# Ford E250 rough idle/stalling issue - FIXED



## Coywolf (Nov 25, 2020)

1997 Ford E250 5.4 Triton V8, 130,000 miles

Hey all, van has been having issues recently, rough idle, stalling, obvious air/fuel mixture issues.

I was getting codes for 'too lean', '02 sensor switch', '02 sensor connection'.

After spending WAY too much money on new 02 sensors, and generally freaking the fuck out about what I was going to do, I started hearing obvious sounds of a vacuum leak (hissing, high pitched sounds) near the interior firewall.

I did a quick search on YT and found this video:



Appearently this is a VERY common issue with these engines.

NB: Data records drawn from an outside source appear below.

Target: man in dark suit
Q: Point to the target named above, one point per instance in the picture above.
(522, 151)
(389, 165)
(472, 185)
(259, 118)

If you pull you interior firewall access panel, look dead center at the top of the engine, and there should be a vacuum hose with a 90 degree connector going into the engine block, check to see if there is a hole/gap in that connector. I found the issue right away, and solved the problem immediately. ~$10 fix, just buy a new connector.


----------



## Eng JR Lupo RV323 (Nov 25, 2020)

Quick little tip on the topic of vacuum leaks. If you ever suspect you might have a vacuum leak, you can take a can of carburetor cleaner, starter fluid or even WD40 and spray it near the vacuum hoses in question. The engine will rev up pretty dramatically if there's a leak there. Don't get crazy with it, just a quick little mist will do.


----------